Table 2 shows the baseline regression results of the impact of crop insurance on pear farmers’ income. Model (1) and Model (2) demonstrate the effect of insurance purchase on pear farmers’ income after progressively introducing control variables. The results from Models (1) and (2) indicate a significant positive impact of insurance purchase on pear farmers’ income at the 1% significance level. This suggests that acquiring crop insurance substantially increases pear farmers’ income. The results from Models (3) and (4) indicate that insurance cost is positive and significant at 1% significance level. Specifically, as crop insurance costs increase, the income of pear farmers also increases.

Table 2

Table 2. Regression results of crop insurance on farmers’ income.
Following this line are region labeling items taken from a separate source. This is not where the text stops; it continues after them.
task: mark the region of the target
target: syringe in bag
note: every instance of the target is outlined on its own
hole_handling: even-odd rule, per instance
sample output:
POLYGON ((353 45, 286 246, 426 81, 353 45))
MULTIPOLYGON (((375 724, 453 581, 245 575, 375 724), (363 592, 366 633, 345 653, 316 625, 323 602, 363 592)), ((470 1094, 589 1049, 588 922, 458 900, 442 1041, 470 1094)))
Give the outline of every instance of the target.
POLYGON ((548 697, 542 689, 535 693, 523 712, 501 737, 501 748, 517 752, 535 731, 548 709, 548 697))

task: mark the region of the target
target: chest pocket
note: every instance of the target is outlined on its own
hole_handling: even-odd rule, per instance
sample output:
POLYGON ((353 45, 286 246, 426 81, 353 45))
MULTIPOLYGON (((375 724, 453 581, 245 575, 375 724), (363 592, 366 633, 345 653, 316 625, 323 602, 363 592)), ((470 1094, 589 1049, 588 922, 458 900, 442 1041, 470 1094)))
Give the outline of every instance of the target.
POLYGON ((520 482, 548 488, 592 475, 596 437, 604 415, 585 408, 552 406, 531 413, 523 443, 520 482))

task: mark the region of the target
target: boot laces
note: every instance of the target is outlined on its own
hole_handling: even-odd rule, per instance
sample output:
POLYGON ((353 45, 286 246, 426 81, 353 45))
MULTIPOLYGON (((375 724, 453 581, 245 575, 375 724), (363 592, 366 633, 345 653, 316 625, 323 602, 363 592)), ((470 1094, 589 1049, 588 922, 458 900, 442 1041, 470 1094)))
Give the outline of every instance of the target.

4.2 Endogeneity discussion

There might be endogeneity concerns between crop insurance and pear farmers’ income. Firstly, self-selection bias serves as a significant source of endogeneity issues. When pear farmers purchase crop insurance, they may engage in self-selection based on their anticipated risks, economic conditions, or other personal factors. This self-selection process is not random but influenced by the farmers’ own characteristics and preferences. Consequently, the observed behavior of purchasing crop insurance may not be solely determined by external factors but rather a result of the farmers’ self-selection. Such self-selection bias can lead to a misestimation of the relationship between crop insurance and pear farmers’ income, thereby generating endogeneity problems. Secondly, reverse causality is another crucial aspect of endogeneity issues. Pear farmers with higher incomes may be more willing to purchase crop insurance to further stabilize their agricultural income. This reverse causality implies an interaction between crop insurance and pear farmers’ income, rather than a unidirectional causal relationship. Therefore, simply estimating the impact of crop insurance on pear farmers’ income using a regression model may produce biased results due to the neglect of this reverse causality. Furthermore, limitations in research design can also contribute to endogeneity issues. For instance, there may be variables that simultaneously influence both pear farmers’ decisions to purchase crop insurance and their income, such as natural disasters. These variables may not be fully considered or measured in the model, leading to endogeneity problems. Omitting these crucial variables can result in inaccurate estimation results, unable to truthfully reflect the relationship between crop insurance and pear farmers’ income.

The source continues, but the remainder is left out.